16 yıllık İstanbul yaşamımın her zaman bir ayağını oluşturan yerden bir anı; bundan 3-5 sene evvel mahallede bir çocuk var. Liseden atılmış, yalan olmasın ama 2 sene gidip gelmiştir liseye. Okul yaşantısı bittikten sonra sağda solda takılmaya başladı. Gelirdi yanımıza, katlanması zordu. Bir gün laf Mustafa Kemal’den açıldı. Dedik “Atatürk ilkelerini sayabilir misin?” Cevap hala gülümsetir ama deler adamın içini. “Milliyetçilik, Hürriyetçilik, Layıklık…” Dedik “bu saydıklarının anlamı ne?” “Şimdi yok mu Milliyet, Hürriyet gazeteleri onları okumak. Sonra mesela ben bu sigarayı içiyorum ya bu bana ‘layık’. Bu da “layıklık” işte. Şimdi o çocuğun ne yaptığını sormayın, uzun hikaye...

Esas anlatmaya çalıştığım yerlere geldim.

Burada bir dipnot vermek ilkesel açıdan iyi olacak. O zamanlar tahammül edemediğim o çocuğa saygım; yukarda anlattığım, kendisini ifade etmeyi başarabildiği yegane düşüncenin ismi olan “Atatürkçülük” kelimesini yazmaktan aciz olan “iyi öğretmen” e duyduğumdan çok daha fazla.
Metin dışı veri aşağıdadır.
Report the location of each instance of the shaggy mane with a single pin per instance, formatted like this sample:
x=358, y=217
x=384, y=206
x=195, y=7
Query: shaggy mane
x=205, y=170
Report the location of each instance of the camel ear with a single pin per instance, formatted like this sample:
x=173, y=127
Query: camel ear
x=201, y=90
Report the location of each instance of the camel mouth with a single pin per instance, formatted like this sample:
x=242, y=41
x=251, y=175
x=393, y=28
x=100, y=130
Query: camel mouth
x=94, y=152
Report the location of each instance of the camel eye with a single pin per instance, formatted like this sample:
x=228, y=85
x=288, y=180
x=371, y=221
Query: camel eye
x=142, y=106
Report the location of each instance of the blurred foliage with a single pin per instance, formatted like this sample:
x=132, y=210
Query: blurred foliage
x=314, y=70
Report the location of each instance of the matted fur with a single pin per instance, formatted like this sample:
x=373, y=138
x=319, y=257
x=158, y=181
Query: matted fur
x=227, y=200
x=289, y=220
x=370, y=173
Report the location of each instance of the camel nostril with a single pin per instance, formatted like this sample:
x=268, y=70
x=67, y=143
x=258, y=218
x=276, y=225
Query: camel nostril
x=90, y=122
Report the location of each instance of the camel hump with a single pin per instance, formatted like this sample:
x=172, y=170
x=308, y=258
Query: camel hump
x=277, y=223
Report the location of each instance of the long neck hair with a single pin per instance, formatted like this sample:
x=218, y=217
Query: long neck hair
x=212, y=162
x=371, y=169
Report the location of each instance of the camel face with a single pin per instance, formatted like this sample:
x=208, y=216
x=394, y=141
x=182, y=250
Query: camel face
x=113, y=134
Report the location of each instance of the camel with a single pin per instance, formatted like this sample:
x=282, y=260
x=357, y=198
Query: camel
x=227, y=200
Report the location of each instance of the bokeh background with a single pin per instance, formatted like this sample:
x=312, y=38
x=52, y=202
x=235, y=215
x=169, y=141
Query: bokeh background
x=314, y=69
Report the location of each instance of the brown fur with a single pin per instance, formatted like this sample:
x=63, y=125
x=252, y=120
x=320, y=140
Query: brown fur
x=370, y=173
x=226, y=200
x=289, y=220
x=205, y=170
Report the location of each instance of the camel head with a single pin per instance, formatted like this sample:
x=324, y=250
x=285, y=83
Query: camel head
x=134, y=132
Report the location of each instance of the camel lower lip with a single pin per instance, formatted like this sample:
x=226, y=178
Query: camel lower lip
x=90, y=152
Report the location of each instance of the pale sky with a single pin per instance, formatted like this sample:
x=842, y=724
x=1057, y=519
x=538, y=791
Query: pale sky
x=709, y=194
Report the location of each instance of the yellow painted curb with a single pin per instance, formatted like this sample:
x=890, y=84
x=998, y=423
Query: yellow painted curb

Toplum dışına atılan çoğunluğun yanında –ki sistem bunu öncelikle üretim süreçlerinin dışına atarak yapıyor- hesapta okuyan, düşünen, sorgulayan, iyi eğitim gören, beyaz yakalı çalışan kişi arasında düşünsel açıdan pek bir fark kalmamış. Toplumsal süreçlerin tümüne yabancı kalan, müdahale etmek istediğinde ise geçtiği tedrisat tezgahından bağımsız var olamayan, genel olarak üniversite mezunu, çok çalışan, “tutunan” bir kitle var. Bu ikisinin bir arada oluşu, toplumu yöneten iktidar odaklarının oldukça işine yarayan, her türlü saldırıya teşebbüs etmelerini kolaylaştıran bir biçimde aleyhimize olan bir durum. Kabaca bakıldığında iki tarafın artık kompartımanlar halinde bulunduklarını ve ihtiyaçlarının aşağı yukarı aynı olduğunu iddia etmek mümkün. Çıkar yol bulmak, yolsuz kalmaktan zor olsa da öncelikle bireyin kendisini gerçekleştirebilmesi adına denemeye değer.

Not: Yazılanları günlük düzeniyle yazılmış bir iç döküş olarak okumak mümkün. Ancak kısa zamanda yazacaklarımı buradakilerle ilişkilendireceğimi ve bu bağlamda çerçeve yazısı olduğunu belirtmek isterim.